Purification of Lenti-shRNA/EGFL7
The recombinant packaging lentivirus after 293T cell transfection by plasmid was named Lenti-shRNA/EGFL7. The cell culture supernatant following transfection was collected, centrifuged at 4000 rpm 4°C for 4 min, and filtered using 0.45 µm filter. Per 100 ml filtered supernatant, 50 ml solution containing 2.5 M NaCl and 20% PEG8000 was added and incubated on ice for 1 h to precipitate virus. After centrifugation at 12000 rpm, 4°C for 20 min, the supernatant was discarded.
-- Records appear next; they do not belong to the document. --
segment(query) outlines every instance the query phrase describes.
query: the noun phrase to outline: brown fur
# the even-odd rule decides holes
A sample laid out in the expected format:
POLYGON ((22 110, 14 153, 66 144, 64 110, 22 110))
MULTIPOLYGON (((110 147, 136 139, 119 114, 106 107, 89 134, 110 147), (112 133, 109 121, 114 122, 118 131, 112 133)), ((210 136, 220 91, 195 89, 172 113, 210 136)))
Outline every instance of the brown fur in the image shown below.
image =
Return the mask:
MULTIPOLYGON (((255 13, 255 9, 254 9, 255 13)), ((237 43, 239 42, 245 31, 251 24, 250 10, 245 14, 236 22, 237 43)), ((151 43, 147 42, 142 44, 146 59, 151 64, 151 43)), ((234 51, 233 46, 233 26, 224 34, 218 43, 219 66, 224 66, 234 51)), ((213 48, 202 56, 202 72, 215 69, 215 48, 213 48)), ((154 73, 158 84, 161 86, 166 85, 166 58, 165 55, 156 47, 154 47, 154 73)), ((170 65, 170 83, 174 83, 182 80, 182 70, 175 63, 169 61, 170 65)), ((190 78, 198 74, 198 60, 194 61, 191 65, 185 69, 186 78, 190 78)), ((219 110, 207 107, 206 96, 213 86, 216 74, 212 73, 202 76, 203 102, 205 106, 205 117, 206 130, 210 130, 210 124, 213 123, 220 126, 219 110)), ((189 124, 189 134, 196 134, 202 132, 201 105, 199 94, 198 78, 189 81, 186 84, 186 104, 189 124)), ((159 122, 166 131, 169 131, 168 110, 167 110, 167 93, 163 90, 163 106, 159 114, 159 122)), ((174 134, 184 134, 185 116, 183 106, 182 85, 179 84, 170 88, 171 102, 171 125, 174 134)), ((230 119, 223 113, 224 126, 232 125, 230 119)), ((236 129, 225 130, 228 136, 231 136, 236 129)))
The pellets were resuspended in 10 ml CsCl solution with a concentration of 1.10 g/ml (in solvant 20 mM Tris-HCl, pH 8.0). 5 ml virus suspension, 3 ml 1.30 g/ml CsCL solution and 2 ml 1.40 g/ml CsCL solution were added into a ultracentrifuge tube from top to bottom, and centrifuged at 20000 rpm in room temperature for 2 h. The virus belt between 1.30-1.40 g/ml was collected in a dialysis bag, dialyzed in buffer containing 10 mM Tris-HCl and 2 mM MgCl2 (pH 8.0) overnight at 4°C, collected and stored in aliquots in -80°C freezer.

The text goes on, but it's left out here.